There was a time when it was assumed that things could be different. In 2005, the leading Chinese intellectual and reformer Zheng Bijian coined the term "China's peaceful rise." There was an underlying assumption among international policymakers and thought leaders that globalization had transformed the paradigm: Geopolitics is zero-sum, the new age of global economic interdependence is win-win. Unfortunately, that has never been true.
As the financial crisis of 2008-09 has shaken the confident foundations of a new global economic order and caused considerable havoc, relations between China and the United States have deteriorated simultaneously. On virtually any issue one can think of - trade, finance, investment, intellectual property rights, security, morality, human rights - we are seeing what has been termed "escalating reciprocal demonization." This combination of economic havoc - especially stubbornly high unemployment - and geopolitical tensions between the rising and the established powers is cause for alarm.
There are mechanisms in place for confidence building - notably the U.S.-China Strategic and Economic Dialogue. However, while there can be no doubt that Winston Churchill's dictum that "jaw-jaw is better than war-war," there was a lot of jaw-jaw in the past that did not prevent war-war from breaking out.
While warlike conflict between the United States and China (in whatever form) is not inevitable, it is better to assume that it may well be possible rather than bask in the complacent illusion that it is impossible. This perspective also focuses the mind on how to prevent the conflict. The most secure means to prevent U.S.-China conflict is to strengthen and upgrade the international rule of law and multilateral institutions. International criminal tribunals, the World Trade Organization (WTO) and the U.N.'s human rights and labor organizations are all possibilities for reinforcement.
That, however, is not the current situation: Along with the deteriorating global economy and the escalating Sino-American tension, the international rule of law and the multilateral institutions have either been outright flouted - as was the case when America invaded Iraq - or have been wallowing in paralysis - as is the case with the WTO Doha Round and with the U.N. Framework Convention on Climate Change. The Group of 20 summits have somewhat attenuated matters, though they still remain mainly talking shops that do not have powers of enforcement.
The weakness of the international institutions and international law necessarily result in a growing number of areas that remain outside the boundaries of law. These, in turn, are leading to further deterioration in U.S.-China relations and are further escalating reciprocal demonization.
As Chinese President Hu is due to visit Washington, U.S. Secretary of Defense Robert M. Gates visited Beijing amid reports that China is constructing its first aircraft carrier and a stealth-fighter prototype. There are worrying signs of the outbreak of an arms race in the Pacific.

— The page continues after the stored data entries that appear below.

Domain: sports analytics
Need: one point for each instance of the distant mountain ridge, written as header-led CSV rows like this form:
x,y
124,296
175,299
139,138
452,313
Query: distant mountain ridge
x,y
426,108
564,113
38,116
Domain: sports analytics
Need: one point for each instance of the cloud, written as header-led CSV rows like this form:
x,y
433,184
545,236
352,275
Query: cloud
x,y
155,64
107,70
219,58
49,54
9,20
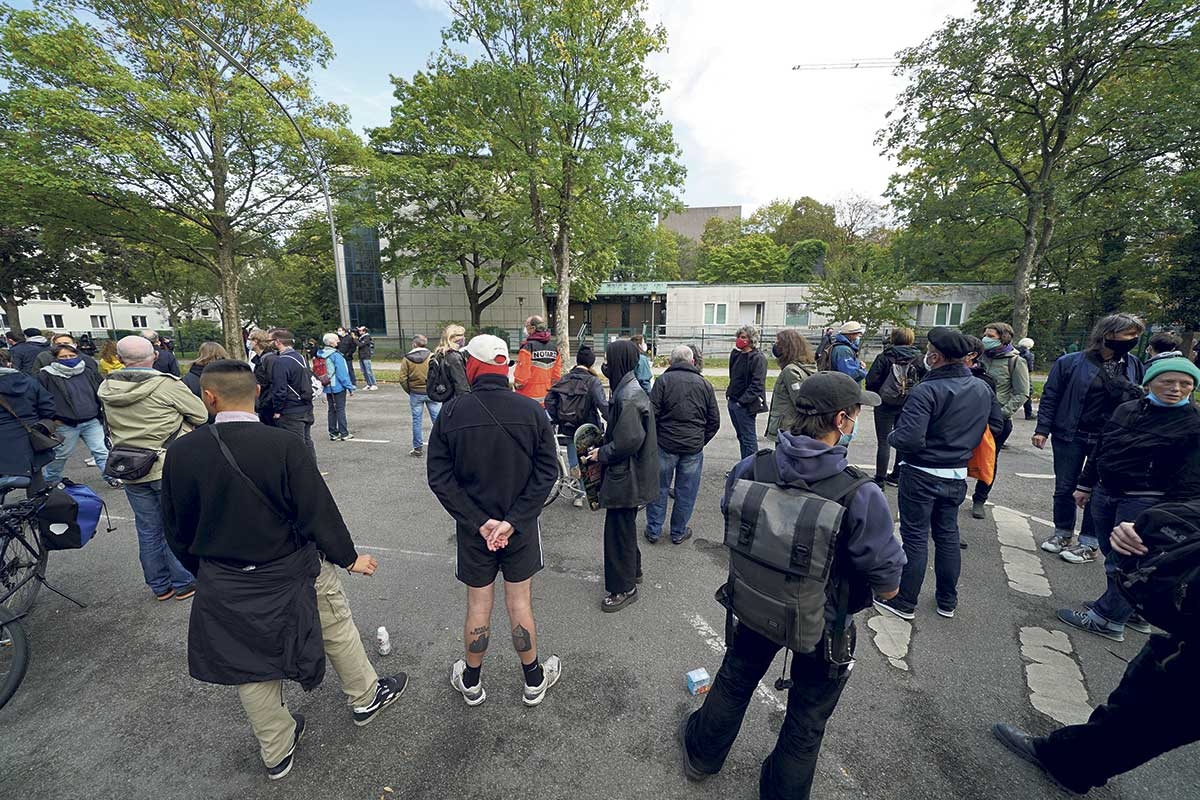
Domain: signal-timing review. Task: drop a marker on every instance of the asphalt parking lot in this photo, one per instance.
(108, 710)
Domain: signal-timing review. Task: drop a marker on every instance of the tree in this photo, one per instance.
(753, 258)
(569, 106)
(165, 124)
(1035, 104)
(865, 287)
(447, 208)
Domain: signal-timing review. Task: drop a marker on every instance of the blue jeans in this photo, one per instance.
(1068, 463)
(336, 415)
(160, 566)
(93, 434)
(929, 505)
(417, 404)
(684, 470)
(367, 371)
(1108, 512)
(744, 426)
(711, 732)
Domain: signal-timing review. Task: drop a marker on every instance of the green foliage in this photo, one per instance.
(753, 258)
(185, 151)
(567, 106)
(864, 286)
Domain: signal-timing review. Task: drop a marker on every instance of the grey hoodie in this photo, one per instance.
(869, 557)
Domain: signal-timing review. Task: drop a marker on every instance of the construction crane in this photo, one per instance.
(857, 64)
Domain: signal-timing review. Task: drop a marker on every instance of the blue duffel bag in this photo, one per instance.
(70, 517)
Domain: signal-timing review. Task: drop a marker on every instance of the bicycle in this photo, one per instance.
(565, 481)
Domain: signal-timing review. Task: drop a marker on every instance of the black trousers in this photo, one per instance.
(622, 558)
(984, 489)
(1155, 709)
(789, 770)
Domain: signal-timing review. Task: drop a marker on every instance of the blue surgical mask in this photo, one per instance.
(846, 438)
(1155, 401)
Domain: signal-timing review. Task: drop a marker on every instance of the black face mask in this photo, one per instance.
(1120, 347)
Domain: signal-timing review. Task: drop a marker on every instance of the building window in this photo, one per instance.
(948, 313)
(796, 314)
(750, 313)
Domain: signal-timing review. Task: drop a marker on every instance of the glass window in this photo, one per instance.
(714, 313)
(796, 314)
(948, 313)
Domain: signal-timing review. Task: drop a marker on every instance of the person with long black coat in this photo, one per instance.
(630, 459)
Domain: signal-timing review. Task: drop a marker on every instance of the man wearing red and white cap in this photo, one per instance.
(492, 461)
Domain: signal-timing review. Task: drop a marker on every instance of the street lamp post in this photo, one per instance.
(343, 306)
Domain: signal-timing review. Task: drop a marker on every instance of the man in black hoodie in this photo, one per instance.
(492, 463)
(941, 425)
(249, 513)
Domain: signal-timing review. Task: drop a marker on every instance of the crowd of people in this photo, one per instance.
(239, 517)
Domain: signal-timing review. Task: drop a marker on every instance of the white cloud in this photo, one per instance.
(750, 127)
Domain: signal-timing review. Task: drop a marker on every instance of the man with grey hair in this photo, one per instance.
(331, 368)
(414, 372)
(147, 410)
(747, 392)
(685, 419)
(165, 360)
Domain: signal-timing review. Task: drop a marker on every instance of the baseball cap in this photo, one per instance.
(489, 349)
(832, 391)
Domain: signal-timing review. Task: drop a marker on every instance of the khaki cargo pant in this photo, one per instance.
(264, 703)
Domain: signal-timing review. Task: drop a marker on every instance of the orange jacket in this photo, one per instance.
(539, 367)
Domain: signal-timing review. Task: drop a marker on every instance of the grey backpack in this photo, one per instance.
(783, 539)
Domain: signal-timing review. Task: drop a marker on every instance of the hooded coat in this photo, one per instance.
(145, 408)
(31, 402)
(630, 451)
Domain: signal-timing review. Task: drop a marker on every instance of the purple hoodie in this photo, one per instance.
(875, 557)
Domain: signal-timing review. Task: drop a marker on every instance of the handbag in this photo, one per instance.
(41, 434)
(983, 459)
(130, 463)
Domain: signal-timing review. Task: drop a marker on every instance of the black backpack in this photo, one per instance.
(437, 383)
(569, 402)
(783, 540)
(898, 383)
(1164, 584)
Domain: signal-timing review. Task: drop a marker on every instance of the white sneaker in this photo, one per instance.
(551, 668)
(473, 696)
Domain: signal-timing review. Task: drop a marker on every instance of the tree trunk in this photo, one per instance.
(12, 308)
(562, 254)
(1025, 269)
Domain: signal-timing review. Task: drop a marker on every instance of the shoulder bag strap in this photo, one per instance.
(250, 483)
(489, 411)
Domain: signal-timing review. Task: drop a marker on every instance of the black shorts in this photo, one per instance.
(477, 566)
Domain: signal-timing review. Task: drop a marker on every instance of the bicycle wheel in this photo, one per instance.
(13, 655)
(22, 561)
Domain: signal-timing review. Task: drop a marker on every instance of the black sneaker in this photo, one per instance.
(1021, 744)
(387, 692)
(892, 607)
(285, 767)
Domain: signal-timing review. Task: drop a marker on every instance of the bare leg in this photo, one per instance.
(519, 600)
(478, 631)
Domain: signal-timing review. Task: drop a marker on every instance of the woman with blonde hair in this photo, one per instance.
(796, 362)
(208, 353)
(454, 338)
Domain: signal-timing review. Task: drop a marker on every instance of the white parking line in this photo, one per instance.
(1018, 548)
(717, 644)
(1056, 685)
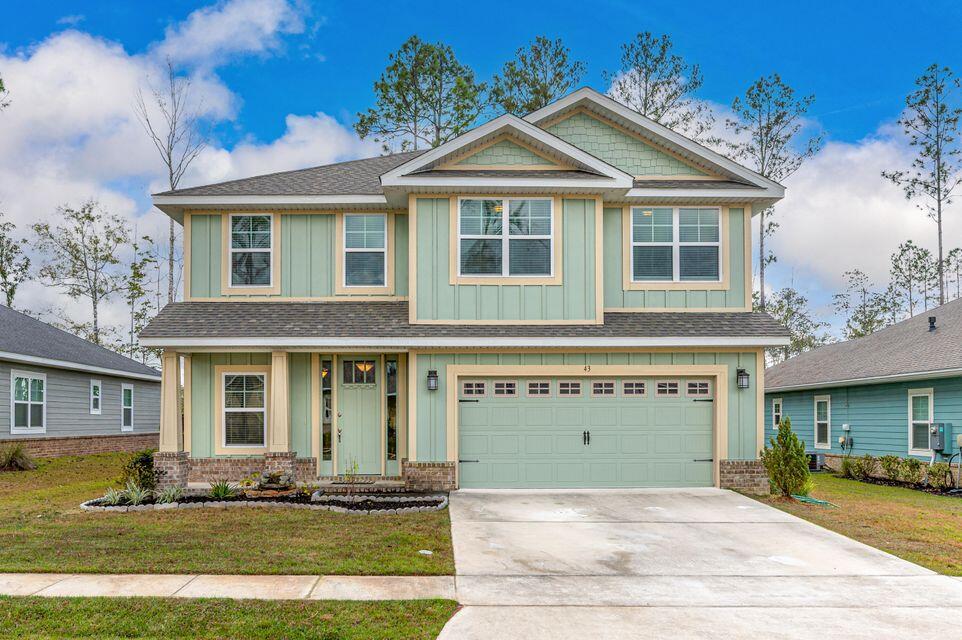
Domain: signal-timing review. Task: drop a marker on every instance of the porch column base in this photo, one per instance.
(171, 469)
(746, 476)
(429, 476)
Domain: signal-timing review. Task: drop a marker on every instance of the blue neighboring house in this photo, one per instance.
(882, 390)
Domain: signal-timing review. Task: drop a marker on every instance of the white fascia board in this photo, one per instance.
(74, 366)
(854, 382)
(661, 131)
(391, 178)
(185, 201)
(465, 342)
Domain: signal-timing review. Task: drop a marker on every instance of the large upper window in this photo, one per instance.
(245, 410)
(28, 410)
(365, 250)
(251, 250)
(505, 237)
(680, 244)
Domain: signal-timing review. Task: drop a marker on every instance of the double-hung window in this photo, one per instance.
(675, 244)
(365, 250)
(28, 402)
(245, 410)
(251, 250)
(505, 237)
(920, 417)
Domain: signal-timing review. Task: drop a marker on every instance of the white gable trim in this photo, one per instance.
(399, 175)
(704, 153)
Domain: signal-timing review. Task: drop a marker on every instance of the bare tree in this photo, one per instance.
(171, 121)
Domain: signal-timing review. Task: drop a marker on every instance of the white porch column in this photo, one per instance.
(280, 427)
(171, 432)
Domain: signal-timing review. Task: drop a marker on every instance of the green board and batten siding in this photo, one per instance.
(308, 250)
(431, 410)
(653, 298)
(438, 299)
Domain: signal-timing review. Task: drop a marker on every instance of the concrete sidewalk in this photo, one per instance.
(239, 587)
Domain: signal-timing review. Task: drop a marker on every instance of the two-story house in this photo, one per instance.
(562, 300)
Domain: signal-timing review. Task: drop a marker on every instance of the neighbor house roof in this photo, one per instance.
(383, 323)
(904, 350)
(30, 341)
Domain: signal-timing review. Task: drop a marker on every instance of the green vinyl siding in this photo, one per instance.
(877, 414)
(438, 299)
(431, 411)
(615, 245)
(615, 147)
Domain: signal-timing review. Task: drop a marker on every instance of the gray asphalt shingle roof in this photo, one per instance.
(390, 320)
(901, 349)
(23, 335)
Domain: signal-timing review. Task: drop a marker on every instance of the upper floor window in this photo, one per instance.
(365, 250)
(505, 237)
(251, 250)
(679, 244)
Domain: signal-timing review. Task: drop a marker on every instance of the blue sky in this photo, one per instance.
(283, 79)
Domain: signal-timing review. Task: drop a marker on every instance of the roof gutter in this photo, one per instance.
(74, 366)
(851, 382)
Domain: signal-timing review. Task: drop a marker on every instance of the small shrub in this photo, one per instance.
(222, 489)
(939, 476)
(890, 465)
(169, 494)
(785, 461)
(14, 457)
(139, 469)
(136, 494)
(910, 470)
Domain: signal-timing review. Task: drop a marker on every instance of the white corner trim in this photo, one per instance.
(74, 366)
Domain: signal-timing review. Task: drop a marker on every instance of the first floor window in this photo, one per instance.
(127, 407)
(675, 244)
(365, 250)
(251, 250)
(29, 406)
(95, 400)
(245, 410)
(823, 421)
(920, 417)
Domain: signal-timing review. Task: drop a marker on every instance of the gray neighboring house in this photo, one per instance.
(65, 395)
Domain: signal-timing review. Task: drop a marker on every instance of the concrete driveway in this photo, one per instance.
(684, 563)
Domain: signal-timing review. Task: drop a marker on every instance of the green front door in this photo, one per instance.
(585, 432)
(359, 409)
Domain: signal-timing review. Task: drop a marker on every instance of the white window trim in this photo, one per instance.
(780, 412)
(346, 251)
(231, 250)
(124, 387)
(675, 243)
(930, 394)
(19, 373)
(224, 410)
(828, 436)
(98, 410)
(505, 237)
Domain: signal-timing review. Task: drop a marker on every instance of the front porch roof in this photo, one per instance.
(385, 324)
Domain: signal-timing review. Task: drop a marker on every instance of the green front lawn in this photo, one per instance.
(920, 527)
(174, 618)
(43, 530)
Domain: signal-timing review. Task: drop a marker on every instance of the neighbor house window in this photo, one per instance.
(677, 244)
(921, 407)
(245, 410)
(365, 250)
(823, 422)
(251, 250)
(95, 392)
(505, 237)
(28, 406)
(126, 407)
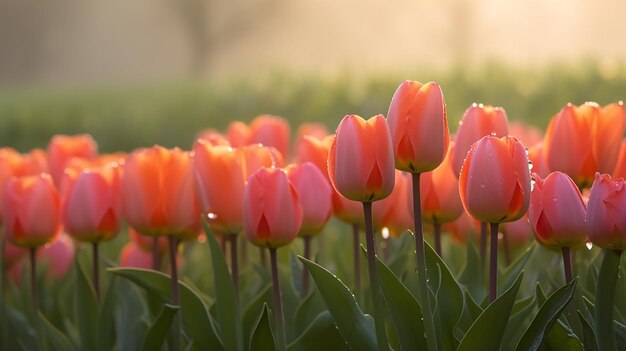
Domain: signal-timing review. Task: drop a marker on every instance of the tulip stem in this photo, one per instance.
(357, 260)
(604, 299)
(156, 257)
(305, 272)
(96, 270)
(437, 231)
(493, 263)
(278, 303)
(377, 299)
(567, 264)
(234, 267)
(483, 245)
(33, 280)
(422, 278)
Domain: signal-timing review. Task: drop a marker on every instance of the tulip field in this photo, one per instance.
(398, 230)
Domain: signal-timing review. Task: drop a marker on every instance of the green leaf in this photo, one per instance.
(320, 335)
(226, 300)
(57, 340)
(545, 317)
(589, 336)
(86, 309)
(263, 336)
(487, 331)
(405, 311)
(450, 299)
(158, 331)
(356, 327)
(195, 316)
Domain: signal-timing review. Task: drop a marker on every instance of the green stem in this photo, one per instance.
(377, 299)
(422, 277)
(604, 301)
(278, 303)
(493, 263)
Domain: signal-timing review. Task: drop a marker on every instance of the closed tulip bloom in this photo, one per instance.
(440, 198)
(272, 214)
(31, 210)
(271, 131)
(557, 212)
(158, 196)
(361, 162)
(91, 203)
(419, 126)
(582, 140)
(495, 181)
(63, 148)
(314, 196)
(606, 212)
(478, 121)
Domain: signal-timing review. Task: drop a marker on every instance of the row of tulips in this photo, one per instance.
(380, 174)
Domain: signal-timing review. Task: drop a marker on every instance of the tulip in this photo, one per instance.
(583, 140)
(361, 168)
(606, 224)
(271, 131)
(31, 217)
(158, 198)
(63, 148)
(272, 218)
(557, 215)
(495, 187)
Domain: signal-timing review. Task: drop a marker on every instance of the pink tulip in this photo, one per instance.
(360, 161)
(606, 212)
(418, 125)
(557, 212)
(271, 212)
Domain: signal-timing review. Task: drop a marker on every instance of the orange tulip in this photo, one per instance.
(31, 211)
(91, 202)
(440, 193)
(478, 121)
(271, 212)
(360, 161)
(606, 212)
(63, 148)
(220, 174)
(314, 196)
(271, 131)
(583, 140)
(419, 126)
(158, 197)
(557, 212)
(495, 181)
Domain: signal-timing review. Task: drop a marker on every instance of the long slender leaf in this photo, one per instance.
(195, 316)
(487, 331)
(546, 316)
(356, 327)
(158, 331)
(227, 304)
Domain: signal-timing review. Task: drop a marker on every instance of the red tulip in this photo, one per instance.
(557, 212)
(440, 193)
(314, 196)
(583, 140)
(361, 161)
(418, 125)
(495, 181)
(63, 148)
(478, 121)
(606, 212)
(158, 197)
(91, 202)
(31, 210)
(272, 215)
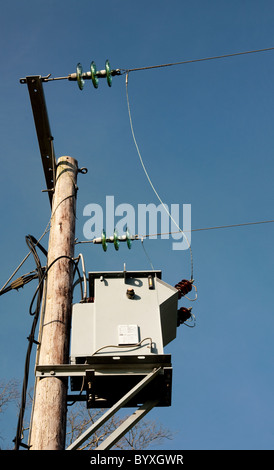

Likewise, China's recent move to cut export quotas on vital rare-earth minerals is also a cause for concern and may lead the United States to launch its second trade dispute against Chinese export restrictions.
We are not so naive to believe that strengthening the international rule of law and multilateral institutions is in any way a guarantee against conflict. Yet we do see that this is where lie the greatest chances for long-term peaceful relations between the United States and China. These institutions that, in spite of their many imperfections, have served the world well in the past 60 years were set up after World War II. It seems definitely worthwhile to try strengthening and enhancing them and the rule of law before the breakout of another global cataclysm. There also are, no doubt, reforms and adjustments that need to be made. The revision of International Money Fund quotas is a small yet positive step in the right direction. More reform and more adjustments are necessary.
Because the most probable and imminent escalation of conflict between the United States and China is in trade and the possible outbreak of protectionism, we are convinced that the first major step toward strengthening the global legal and institutional framework would be the successful conclusion of the WTO Doha Round. If Presidents Obama and Hu could commit to concluding, along with the other G-20 members, the Doha Round at the latest by November 2011 (when the round will reach its 10th anniversary) the world would be a more lawful, hence safer, place, and the prospect of a U.S.-China conflict would have diminished.
Jean-Pierre Lehmann is professor of international political economy at the International Institute for Management Development and the founding director of the Evian Group at IMD. He is co-editor of "Peace and Prosperity Through World Trade" (Cambridge University Press, 2010). Arthur Appleton is a partner in the international law firm Appleton Luft.